Hi Erik,
Good catch on the locale, that is indeed part of the reproduction case.
I didn't consider that.
Works:
echo -e "a,14,1\nb,1,14\na,2,1" | \
LC_NUMERIC=en_GB.UTF-8 \
datamash --field-separator=, -s groupby 1 sum 2,3
Fails:
echo -e "a,14,1\nb,1,14\na,2,1" | \
LC_NUMERIC=nl_NL.UTF-8 \
datamash --field-separator=, -s groupby 1 sum 2,3
And indeed, in Dutch as in German, the decimal separator is the comma.
Using . as separator reverses this: en_GB fails and nl_NL works.
As an end user I wouldn't mind if decimal separators which happen to
match the specified field separator do not get interpreted as decimal
separators at all. I would consider such input as faulty. (This goes for
periods too in relevant locales I suppose).

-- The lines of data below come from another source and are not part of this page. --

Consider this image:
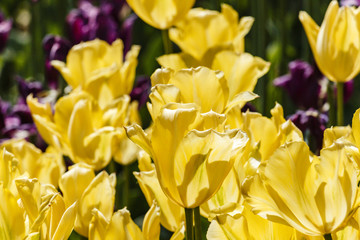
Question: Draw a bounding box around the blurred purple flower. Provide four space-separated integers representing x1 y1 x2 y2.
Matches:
340 0 360 6
119 14 137 54
0 77 51 150
334 79 354 103
0 12 12 52
274 60 327 109
16 76 44 104
66 0 136 54
289 108 329 150
43 35 71 89
130 76 151 108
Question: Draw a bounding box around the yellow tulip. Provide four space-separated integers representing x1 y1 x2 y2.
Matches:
299 1 360 82
169 4 254 61
127 0 195 29
126 103 247 208
211 51 270 98
323 126 356 148
0 148 20 194
27 91 139 170
89 203 160 240
134 152 185 232
148 67 257 119
1 139 65 187
15 178 76 240
242 142 359 236
206 206 323 240
0 181 25 240
51 39 140 106
59 164 116 237
226 103 303 177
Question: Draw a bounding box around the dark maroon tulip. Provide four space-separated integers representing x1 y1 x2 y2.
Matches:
43 35 71 89
66 1 119 44
0 77 55 150
274 60 327 109
130 76 151 108
0 12 12 52
16 76 44 103
289 108 329 150
120 14 138 56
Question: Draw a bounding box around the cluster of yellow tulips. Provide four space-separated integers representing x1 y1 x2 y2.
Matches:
0 0 360 240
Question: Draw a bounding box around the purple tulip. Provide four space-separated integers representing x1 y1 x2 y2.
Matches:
130 76 151 108
120 14 138 56
43 35 71 89
274 60 327 109
66 0 137 54
289 108 329 150
340 0 360 6
0 12 12 52
334 79 354 103
16 76 44 103
0 77 55 150
66 1 118 44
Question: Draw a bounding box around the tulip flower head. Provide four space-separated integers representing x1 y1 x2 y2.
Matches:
126 103 247 208
299 1 360 82
51 39 140 106
242 142 359 236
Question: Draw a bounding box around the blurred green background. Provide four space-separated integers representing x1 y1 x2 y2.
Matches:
0 0 354 239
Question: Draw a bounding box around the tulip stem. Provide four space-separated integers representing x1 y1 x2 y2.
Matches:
324 233 332 240
185 208 194 240
336 82 344 126
161 29 172 54
122 165 129 207
194 207 202 240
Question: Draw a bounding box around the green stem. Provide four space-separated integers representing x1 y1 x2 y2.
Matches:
336 82 344 126
161 29 172 54
185 208 194 240
324 233 332 240
194 207 202 240
252 0 268 115
327 82 336 127
122 165 129 207
30 1 43 79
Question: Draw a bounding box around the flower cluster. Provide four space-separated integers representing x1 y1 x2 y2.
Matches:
0 0 360 240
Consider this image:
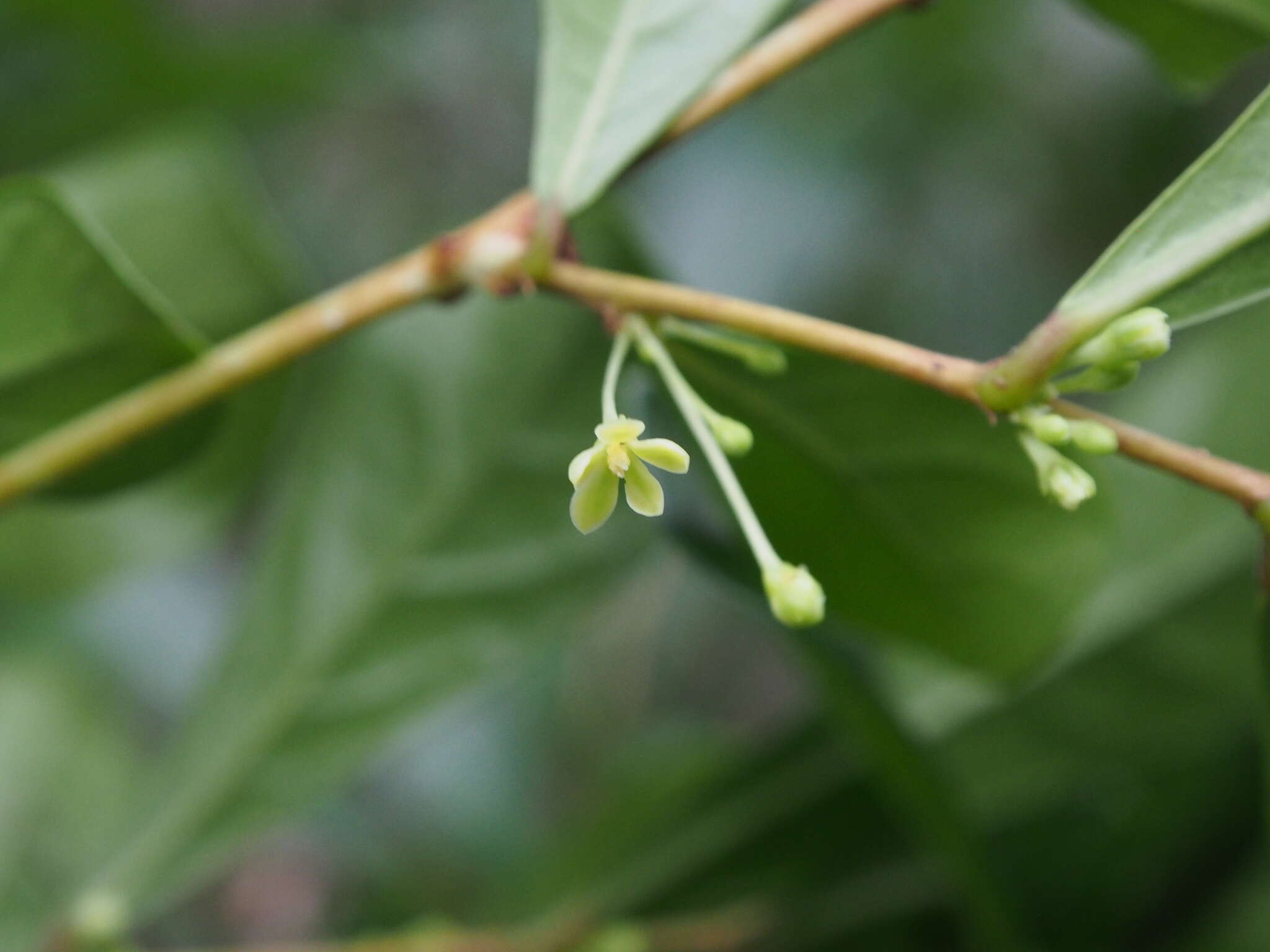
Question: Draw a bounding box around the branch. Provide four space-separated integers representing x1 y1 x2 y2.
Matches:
0 0 913 505
654 0 916 149
162 905 772 952
544 262 1270 529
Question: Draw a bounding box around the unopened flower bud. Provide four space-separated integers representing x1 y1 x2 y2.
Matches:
70 892 128 947
708 414 755 456
1054 363 1142 394
1108 307 1172 364
1070 420 1120 456
763 562 824 628
1015 406 1072 447
1070 307 1172 371
1018 430 1097 510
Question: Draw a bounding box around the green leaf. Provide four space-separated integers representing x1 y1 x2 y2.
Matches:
799 632 1025 951
84 289 646 919
1085 0 1270 91
1058 83 1270 335
0 126 300 491
0 651 137 950
677 349 1105 677
531 0 785 213
945 570 1261 948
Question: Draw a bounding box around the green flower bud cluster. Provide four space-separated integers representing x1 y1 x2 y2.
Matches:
1018 430 1099 510
1011 405 1120 456
1054 307 1172 394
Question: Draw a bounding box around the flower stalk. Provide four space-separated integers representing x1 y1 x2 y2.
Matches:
626 316 824 627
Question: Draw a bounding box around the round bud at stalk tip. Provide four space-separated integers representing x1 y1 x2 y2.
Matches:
709 414 755 456
763 562 824 628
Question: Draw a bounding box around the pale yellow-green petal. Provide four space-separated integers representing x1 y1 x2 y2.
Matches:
626 457 665 515
569 443 600 486
626 437 688 472
596 416 644 443
569 453 618 534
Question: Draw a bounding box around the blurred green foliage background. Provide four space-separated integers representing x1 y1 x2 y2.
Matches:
7 0 1270 952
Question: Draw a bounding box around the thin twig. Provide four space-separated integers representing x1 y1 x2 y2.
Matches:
174 905 772 952
544 262 1270 511
658 0 912 146
0 0 907 505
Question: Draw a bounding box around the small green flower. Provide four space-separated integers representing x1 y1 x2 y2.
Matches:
569 416 688 533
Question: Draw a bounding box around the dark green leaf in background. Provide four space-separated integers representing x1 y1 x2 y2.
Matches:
1085 0 1270 93
0 123 293 491
531 0 786 213
1058 82 1270 335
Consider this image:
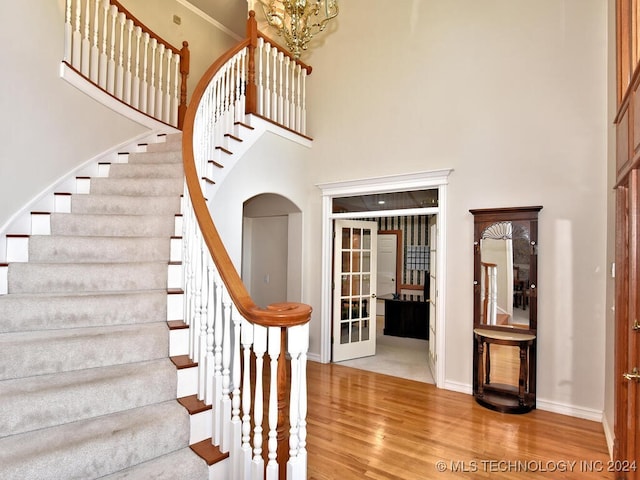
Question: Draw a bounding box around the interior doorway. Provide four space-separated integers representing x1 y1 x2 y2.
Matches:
332 216 437 384
242 193 302 307
318 169 451 386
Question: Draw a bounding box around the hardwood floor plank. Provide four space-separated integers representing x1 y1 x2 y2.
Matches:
307 362 615 480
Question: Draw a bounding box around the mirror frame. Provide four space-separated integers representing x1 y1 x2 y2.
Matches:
469 206 542 335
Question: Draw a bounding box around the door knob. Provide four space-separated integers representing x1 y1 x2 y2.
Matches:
622 367 640 382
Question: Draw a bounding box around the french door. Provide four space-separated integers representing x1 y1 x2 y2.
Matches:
332 220 378 362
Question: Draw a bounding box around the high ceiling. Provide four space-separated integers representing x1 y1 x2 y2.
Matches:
186 0 248 38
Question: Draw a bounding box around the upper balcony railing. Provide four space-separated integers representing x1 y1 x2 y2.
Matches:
64 0 189 128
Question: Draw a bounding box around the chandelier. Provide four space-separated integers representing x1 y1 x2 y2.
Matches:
259 0 338 59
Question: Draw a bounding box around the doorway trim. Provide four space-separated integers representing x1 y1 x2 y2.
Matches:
316 169 453 387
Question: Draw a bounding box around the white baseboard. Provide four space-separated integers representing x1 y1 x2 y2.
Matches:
442 380 473 395
536 398 603 423
602 415 616 460
307 353 322 363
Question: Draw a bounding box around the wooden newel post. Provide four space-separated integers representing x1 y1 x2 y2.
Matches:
245 10 258 114
277 327 290 480
178 41 189 130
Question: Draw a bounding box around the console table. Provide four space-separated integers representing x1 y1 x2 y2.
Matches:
378 295 429 340
473 328 536 413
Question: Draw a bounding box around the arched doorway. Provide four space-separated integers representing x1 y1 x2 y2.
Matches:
242 193 302 306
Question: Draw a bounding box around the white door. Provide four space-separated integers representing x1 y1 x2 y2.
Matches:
376 233 398 297
333 220 378 362
429 219 438 372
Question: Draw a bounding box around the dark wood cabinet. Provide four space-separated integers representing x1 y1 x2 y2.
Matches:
471 207 542 413
380 295 429 340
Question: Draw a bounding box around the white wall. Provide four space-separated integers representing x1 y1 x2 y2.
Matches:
243 215 289 307
304 0 608 416
0 0 237 233
0 0 145 229
122 0 241 99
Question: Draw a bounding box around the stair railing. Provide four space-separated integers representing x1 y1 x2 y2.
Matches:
182 12 311 480
64 0 189 128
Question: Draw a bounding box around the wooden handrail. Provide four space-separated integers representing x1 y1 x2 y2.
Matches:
246 10 312 115
109 0 190 129
109 0 181 55
182 12 311 327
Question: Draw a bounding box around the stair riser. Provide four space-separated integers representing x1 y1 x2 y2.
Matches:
0 401 189 480
0 290 168 333
0 322 169 380
0 359 176 438
8 262 167 293
29 236 170 263
71 195 180 215
109 163 184 180
90 178 184 196
128 150 182 164
51 213 175 237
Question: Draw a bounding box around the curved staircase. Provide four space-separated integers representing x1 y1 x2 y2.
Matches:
0 134 208 480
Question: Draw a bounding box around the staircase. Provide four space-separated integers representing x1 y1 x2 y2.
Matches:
0 134 208 480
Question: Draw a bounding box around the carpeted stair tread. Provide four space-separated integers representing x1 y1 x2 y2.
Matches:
71 195 180 215
7 262 167 293
0 321 169 380
129 149 182 164
108 163 184 182
100 448 209 480
0 358 177 437
0 400 190 480
29 235 170 263
0 289 167 333
51 213 179 237
87 177 184 196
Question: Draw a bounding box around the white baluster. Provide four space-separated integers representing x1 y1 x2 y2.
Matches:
122 19 134 105
295 65 302 132
146 38 158 117
230 304 242 479
170 53 180 127
251 325 267 480
289 62 298 134
131 27 141 109
139 32 150 112
89 0 100 83
107 5 118 95
203 264 220 405
160 48 173 123
269 48 278 120
262 43 271 118
278 52 289 125
298 68 307 135
287 323 309 479
80 0 91 77
239 318 253 480
71 0 82 70
220 289 232 453
212 268 226 445
236 48 247 122
282 56 295 128
98 0 109 90
255 38 265 115
64 0 73 64
266 327 284 480
195 244 208 400
115 12 127 99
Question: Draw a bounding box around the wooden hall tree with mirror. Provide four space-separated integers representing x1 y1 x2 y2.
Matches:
614 0 640 480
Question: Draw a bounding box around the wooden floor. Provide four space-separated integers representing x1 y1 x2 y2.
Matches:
307 362 615 480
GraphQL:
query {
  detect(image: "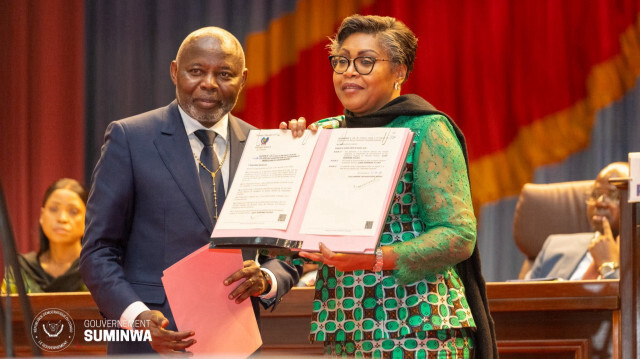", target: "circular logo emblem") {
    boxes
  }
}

[31,308,75,352]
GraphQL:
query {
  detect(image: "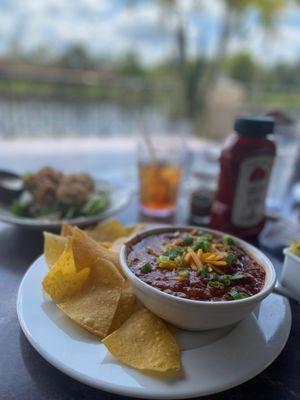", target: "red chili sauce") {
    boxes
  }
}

[127,230,265,301]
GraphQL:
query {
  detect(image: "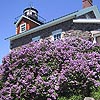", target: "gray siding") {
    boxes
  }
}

[10,12,100,49]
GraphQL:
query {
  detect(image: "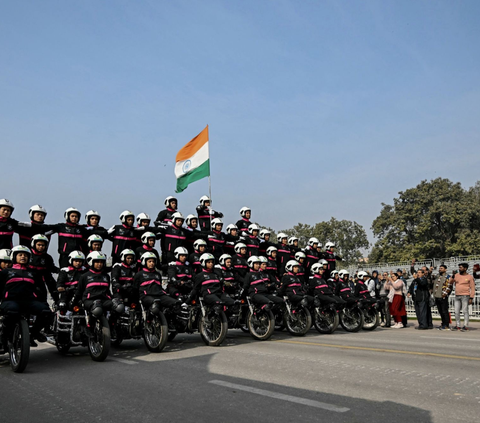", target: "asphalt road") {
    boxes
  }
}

[0,323,480,423]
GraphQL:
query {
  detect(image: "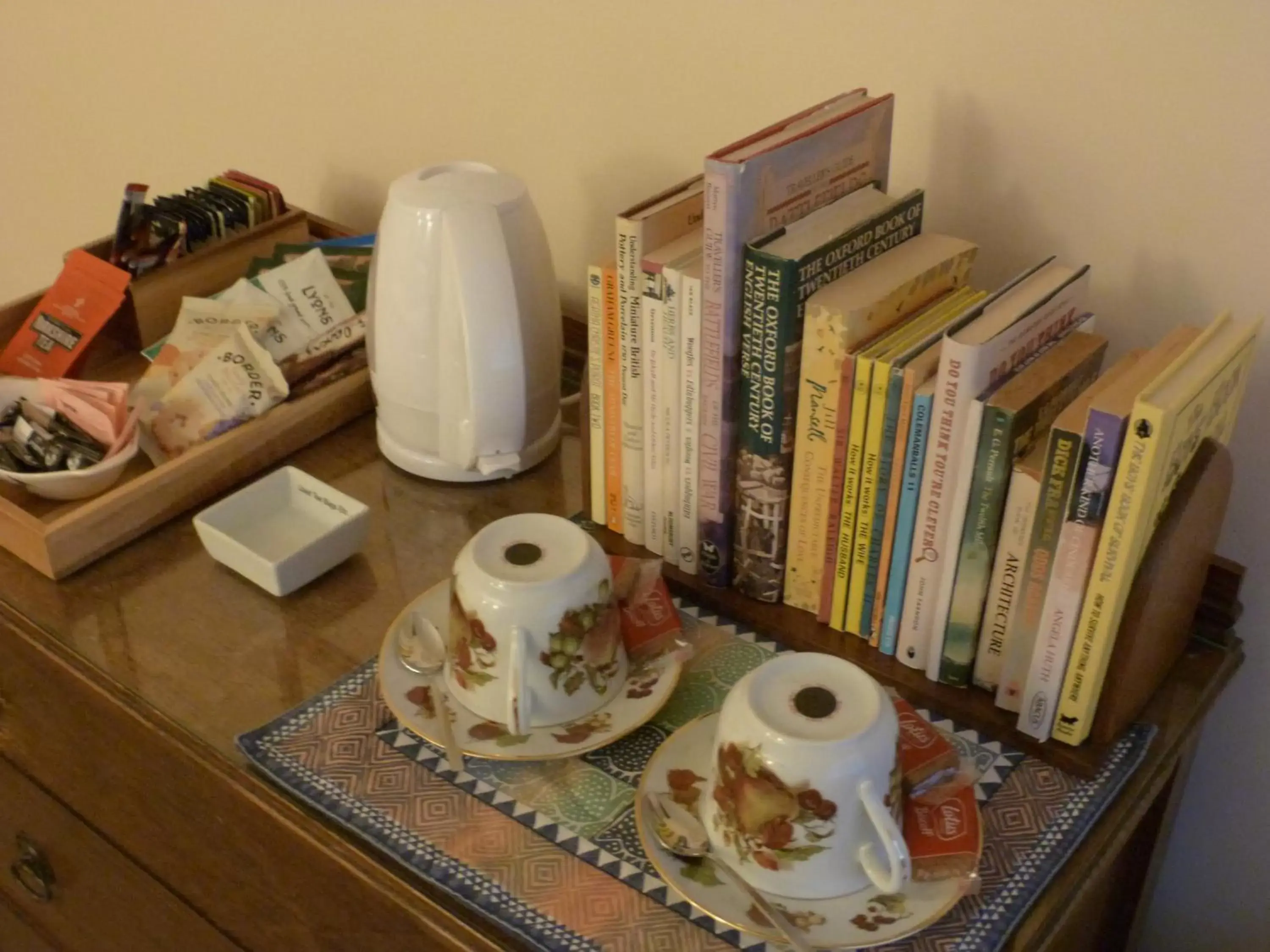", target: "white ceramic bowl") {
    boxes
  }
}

[194,466,371,595]
[0,377,140,499]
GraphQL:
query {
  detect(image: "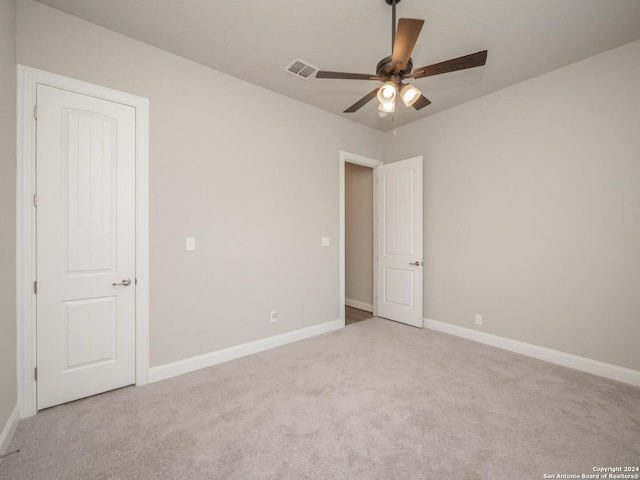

Thanks for looking into this.
On 30-11-2023 14:22, Erik Auerswald wrote:
Hi Jeroen,
I think this is an interaction with the locale support of GNU Datamash
and the way GNU Datamash parses numbers. You can work around it by
temporarily overwriting the locale settings:
echo -e "a,14,1\nb,1,14\na,2,1" | \
LC_ALL=C datamash --field-separator=, -s groupby 1 sum 2,3
--> a,16,2
--> b,1,14
The problem occurs as soon as the second column is summed over:
echo -e "a,14,1\nb,1,14\na,2,1" | \
datamash --field-separator=, -s groupby 1 sum 2
--> datamash: invalid numeric value in line 1 field 2: '14'
The root cause is that GNU Datamash uses the locale settings for parsing
its input, and thus treats ',' as decimal separator in some locales
(e.g., in the de_DE.UTF-8 locale). This interacts with using ',' as
field separator.
I have not looked into the code and thus do not know how involved it
would be to fix this. (I do think this is a bug.)
Best regards,
Erik